Novo supports students' thesis on medical optimization
Better medicine and detergents that are more effective may be the result of a thesis project made by two students. Novo Nordisk and Novozymes have together donated 84.000 Danish kroner to the project.
As the sole computer scientists, Emil Petersen and Victor Nordam Suadicani received this year’s Novo Scholarship. A scholarship that otherwise primarily are awarded for more traditional fields of science.
The scholarship comes with a monthly payment of 7.000 Danish kroner for each of the students during their thesis project. The money is a present from Novo Nordisk and Novozymes, that want to support talented young researchers - something that makes a big difference for the two computer science students.
- It allowed us to drop our student jobs and focus fully on making our thesis as good as possible. It is so great and gives us the chance to take the project even further, says Victor Nordam Suadicani.
With the thesis, the two students use machine learning to analyze sequences in proteins that are used in medicine and washing powder, among other things. Since the biological world is brand new to the two computer scientists, they are grateful that the scholarship also comes with special access to three mentors at the Novo companies:
- We are good at modeling and working with data, so we are a little out of our comfort zone here. Fortunately, the mentors fill the gaps in our knowledge about proteins and biology, and they are very helpful in helping us see where this can be used in real life, says Emil Petersen.
Saves money and time
A protein can consist of thousands of combinations of amino acids. Therefore, it quickly becomes a costly affair, when a laboratory worker has to manually review the properties of some proteins. Emil and Victor work in their thesis to make this process easier. With machine learning, they set up a computer model that replaces the lab's work and boils all the proteins down to a more simple and tangible size that captures their most important properties.

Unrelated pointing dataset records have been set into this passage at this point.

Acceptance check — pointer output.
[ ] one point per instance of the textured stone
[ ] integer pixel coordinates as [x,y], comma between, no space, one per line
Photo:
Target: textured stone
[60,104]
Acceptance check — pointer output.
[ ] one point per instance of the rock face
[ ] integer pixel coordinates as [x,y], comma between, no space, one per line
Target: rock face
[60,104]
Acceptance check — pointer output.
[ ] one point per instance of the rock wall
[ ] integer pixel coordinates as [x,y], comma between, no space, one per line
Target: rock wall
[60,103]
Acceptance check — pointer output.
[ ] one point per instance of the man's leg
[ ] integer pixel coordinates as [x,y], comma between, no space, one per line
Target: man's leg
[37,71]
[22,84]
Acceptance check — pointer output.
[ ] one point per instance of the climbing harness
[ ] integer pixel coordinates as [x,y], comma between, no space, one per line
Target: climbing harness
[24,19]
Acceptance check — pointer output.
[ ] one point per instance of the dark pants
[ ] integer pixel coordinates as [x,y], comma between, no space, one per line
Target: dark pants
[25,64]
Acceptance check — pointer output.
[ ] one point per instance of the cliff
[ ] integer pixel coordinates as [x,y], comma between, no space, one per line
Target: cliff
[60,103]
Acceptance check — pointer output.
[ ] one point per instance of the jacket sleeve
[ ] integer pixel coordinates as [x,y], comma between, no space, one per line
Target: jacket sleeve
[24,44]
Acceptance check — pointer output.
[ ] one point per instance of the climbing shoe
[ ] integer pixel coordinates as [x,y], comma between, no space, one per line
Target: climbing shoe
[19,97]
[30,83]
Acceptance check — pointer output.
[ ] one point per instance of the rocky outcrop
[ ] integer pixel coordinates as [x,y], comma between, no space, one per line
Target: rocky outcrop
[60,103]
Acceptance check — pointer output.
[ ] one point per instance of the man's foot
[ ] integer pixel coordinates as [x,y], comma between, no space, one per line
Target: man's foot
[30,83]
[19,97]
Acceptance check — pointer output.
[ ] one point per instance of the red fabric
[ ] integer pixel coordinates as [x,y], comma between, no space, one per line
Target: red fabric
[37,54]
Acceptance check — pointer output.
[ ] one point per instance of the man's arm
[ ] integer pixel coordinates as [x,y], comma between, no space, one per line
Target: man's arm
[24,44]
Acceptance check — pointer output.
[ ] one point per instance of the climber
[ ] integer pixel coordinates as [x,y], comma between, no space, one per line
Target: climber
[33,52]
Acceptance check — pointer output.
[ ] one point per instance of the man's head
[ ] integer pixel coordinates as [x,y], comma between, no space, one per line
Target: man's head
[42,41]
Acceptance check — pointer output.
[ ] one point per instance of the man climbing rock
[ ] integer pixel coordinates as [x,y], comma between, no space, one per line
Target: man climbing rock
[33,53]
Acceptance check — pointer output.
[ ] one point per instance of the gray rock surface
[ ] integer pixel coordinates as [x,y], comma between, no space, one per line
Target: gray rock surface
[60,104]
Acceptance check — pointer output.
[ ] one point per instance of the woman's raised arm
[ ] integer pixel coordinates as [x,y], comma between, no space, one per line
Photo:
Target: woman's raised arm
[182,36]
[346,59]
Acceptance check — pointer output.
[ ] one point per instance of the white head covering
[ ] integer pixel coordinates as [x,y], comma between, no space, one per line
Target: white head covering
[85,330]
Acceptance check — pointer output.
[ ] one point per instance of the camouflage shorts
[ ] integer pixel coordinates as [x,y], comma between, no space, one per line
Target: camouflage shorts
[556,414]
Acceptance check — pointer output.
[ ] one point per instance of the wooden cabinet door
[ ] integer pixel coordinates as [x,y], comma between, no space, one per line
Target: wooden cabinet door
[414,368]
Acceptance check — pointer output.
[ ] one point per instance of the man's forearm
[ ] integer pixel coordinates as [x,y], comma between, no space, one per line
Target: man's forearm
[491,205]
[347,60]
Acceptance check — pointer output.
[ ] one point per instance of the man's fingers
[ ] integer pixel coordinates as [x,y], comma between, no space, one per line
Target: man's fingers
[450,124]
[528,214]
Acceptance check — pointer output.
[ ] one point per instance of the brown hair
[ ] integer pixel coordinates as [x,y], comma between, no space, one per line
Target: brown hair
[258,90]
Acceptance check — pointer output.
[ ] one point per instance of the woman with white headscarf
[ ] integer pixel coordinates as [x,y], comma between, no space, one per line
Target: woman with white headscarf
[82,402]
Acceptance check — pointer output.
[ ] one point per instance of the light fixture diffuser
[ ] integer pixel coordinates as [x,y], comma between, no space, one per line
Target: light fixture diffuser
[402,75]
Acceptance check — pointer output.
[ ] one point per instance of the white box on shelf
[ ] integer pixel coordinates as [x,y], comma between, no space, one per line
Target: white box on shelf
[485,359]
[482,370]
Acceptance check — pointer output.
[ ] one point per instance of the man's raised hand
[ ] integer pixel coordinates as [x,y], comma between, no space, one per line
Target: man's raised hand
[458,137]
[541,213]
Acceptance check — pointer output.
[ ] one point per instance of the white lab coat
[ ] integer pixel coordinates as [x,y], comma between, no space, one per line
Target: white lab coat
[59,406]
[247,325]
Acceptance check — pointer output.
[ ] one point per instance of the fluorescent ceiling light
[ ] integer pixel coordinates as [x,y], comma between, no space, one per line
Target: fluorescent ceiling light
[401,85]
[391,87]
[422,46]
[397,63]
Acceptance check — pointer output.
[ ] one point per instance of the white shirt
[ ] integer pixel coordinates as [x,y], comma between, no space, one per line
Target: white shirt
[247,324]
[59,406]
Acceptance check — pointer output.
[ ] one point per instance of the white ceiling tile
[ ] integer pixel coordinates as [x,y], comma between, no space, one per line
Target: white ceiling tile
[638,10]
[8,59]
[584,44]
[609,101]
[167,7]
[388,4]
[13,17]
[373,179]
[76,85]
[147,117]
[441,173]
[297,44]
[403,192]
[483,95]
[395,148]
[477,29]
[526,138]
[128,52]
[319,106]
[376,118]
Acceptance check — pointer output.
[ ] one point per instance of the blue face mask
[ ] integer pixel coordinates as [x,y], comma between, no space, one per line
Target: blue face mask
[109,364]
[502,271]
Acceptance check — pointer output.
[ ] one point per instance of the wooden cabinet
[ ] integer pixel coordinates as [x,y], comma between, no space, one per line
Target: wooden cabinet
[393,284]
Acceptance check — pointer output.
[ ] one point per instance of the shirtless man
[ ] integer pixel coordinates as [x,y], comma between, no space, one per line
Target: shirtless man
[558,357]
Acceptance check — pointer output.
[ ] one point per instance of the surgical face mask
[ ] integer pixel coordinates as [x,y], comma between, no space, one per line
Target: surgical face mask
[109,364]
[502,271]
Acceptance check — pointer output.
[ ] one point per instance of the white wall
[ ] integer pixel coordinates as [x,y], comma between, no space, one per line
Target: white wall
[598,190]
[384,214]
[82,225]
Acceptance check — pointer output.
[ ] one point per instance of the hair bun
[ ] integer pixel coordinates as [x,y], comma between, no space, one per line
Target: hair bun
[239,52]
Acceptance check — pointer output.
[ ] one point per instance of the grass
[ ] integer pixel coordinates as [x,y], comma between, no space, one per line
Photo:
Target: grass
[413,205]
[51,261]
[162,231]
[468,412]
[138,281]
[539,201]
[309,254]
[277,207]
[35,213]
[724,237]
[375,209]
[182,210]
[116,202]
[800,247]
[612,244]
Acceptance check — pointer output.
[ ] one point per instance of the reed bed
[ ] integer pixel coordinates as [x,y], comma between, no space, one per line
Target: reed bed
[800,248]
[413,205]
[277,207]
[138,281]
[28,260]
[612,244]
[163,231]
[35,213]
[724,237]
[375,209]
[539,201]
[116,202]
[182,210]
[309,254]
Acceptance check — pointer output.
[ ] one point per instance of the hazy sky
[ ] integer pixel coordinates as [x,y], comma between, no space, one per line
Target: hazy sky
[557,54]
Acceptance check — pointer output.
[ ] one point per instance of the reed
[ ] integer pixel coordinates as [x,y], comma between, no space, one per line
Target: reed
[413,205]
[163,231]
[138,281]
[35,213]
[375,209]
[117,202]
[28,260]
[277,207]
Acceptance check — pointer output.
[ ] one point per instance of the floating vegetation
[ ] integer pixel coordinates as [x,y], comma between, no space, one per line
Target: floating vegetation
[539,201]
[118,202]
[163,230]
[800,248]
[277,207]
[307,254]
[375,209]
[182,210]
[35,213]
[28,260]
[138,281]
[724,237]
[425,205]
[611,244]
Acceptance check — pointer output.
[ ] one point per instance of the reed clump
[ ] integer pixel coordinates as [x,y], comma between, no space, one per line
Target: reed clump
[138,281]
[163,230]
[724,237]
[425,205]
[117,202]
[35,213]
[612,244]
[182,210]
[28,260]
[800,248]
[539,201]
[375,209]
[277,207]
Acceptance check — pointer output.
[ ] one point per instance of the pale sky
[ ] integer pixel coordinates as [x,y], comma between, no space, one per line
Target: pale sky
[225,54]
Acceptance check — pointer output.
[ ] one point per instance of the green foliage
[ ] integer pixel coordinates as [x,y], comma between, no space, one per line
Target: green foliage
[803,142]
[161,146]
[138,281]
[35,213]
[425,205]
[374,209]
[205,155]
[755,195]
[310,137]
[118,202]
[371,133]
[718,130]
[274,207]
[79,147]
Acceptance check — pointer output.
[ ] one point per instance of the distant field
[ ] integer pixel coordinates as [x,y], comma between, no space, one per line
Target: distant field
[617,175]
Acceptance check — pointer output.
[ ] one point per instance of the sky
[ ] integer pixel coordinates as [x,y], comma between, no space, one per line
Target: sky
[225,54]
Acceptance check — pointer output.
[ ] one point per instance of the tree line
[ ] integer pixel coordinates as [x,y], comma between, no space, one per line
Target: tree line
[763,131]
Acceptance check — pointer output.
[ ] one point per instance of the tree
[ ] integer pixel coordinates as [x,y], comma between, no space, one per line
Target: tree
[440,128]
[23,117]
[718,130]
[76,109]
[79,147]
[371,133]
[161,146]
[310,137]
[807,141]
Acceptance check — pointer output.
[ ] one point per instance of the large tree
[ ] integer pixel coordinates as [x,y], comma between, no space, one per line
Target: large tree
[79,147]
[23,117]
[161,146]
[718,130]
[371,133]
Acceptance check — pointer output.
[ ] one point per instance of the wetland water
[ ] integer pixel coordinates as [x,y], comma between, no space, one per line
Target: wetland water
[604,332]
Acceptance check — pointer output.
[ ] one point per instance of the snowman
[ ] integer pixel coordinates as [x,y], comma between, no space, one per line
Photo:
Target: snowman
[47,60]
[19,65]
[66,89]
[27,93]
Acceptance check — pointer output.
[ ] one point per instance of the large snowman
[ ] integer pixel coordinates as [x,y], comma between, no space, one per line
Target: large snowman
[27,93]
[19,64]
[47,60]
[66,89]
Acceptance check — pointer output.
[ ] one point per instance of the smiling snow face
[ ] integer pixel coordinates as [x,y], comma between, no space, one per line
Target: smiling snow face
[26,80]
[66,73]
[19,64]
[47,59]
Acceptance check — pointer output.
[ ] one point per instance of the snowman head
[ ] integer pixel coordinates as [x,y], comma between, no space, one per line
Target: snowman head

- When we look at a new car, we are also presented to a carefully selected set of specifications and ignore the rest. It makes the process of choosing the right car more manageable when we only have to deal with important parameters such as engine power, top speed, and color. With our computer model, we try to make the same simplicity for the 38 million proteins, that we have looked at so far, says Emil Petersen.
Not only can the two students' model make it easier for pharmaceutical companies to grasp the endless world of proteins. A good model may make it much easier to develop better medicine.
- With a computer model like the one we are trying to make, laboratories would be able to predict how good the protein will turn out before spending a lot of money making it. You will simply be able to make a more qualified decision on whether to try a certain protein over others. Something that will save money and time, says Victor Nordam Suadicani.
And precisely these skills are something that the Novo companies have a big demand for, according to Rasmus Nielsen, head of the Novo Scholarship program:
- We are facing a future where not only people who can do something with pipettes are needed. Machine learning, artificial intelligence, automation, computational simulation and so on will increasinglybecome a natural part of everyday life. Especially in research-heavy companies.
More proteins in the future
The thesis' supervisor and lecturer in machine learning, Wouter Boomsma, also sees a great future potential in this particular field of research:
- Machine learning methods make it possible to tackle fundamental problems in the natural sciences in new ways. This can sometimes lead to rather spectacular improvements over existing methods. In my group we work with machine learning to capture essential properties of proteins. In addition to contributing to our basic scientific understanding of proteins, we also see great interest from companies such as Novo Nordisk and Novozymes in such models. It's really cool because it makes the road to research even shorter for students like Emil and Victor.
In three months, the two students will be looking for their first real job when they hand over their thesis. And the collaboration with the Novo companies has made the two students more excited about the the more classic natural sciences. If the thesis goes well, they both feel that companies like Novo Nordisk and Novozymes could be their right match.
- So far I have been pleased with working with Novo and the people who are there. They are really interesting, says Emil Petersen, while Victor Nordam Suadicani adds:
- They are really sharp on the theory, that we use.
To conclude the project, Emil and Victor will present their results to the two Novo companies.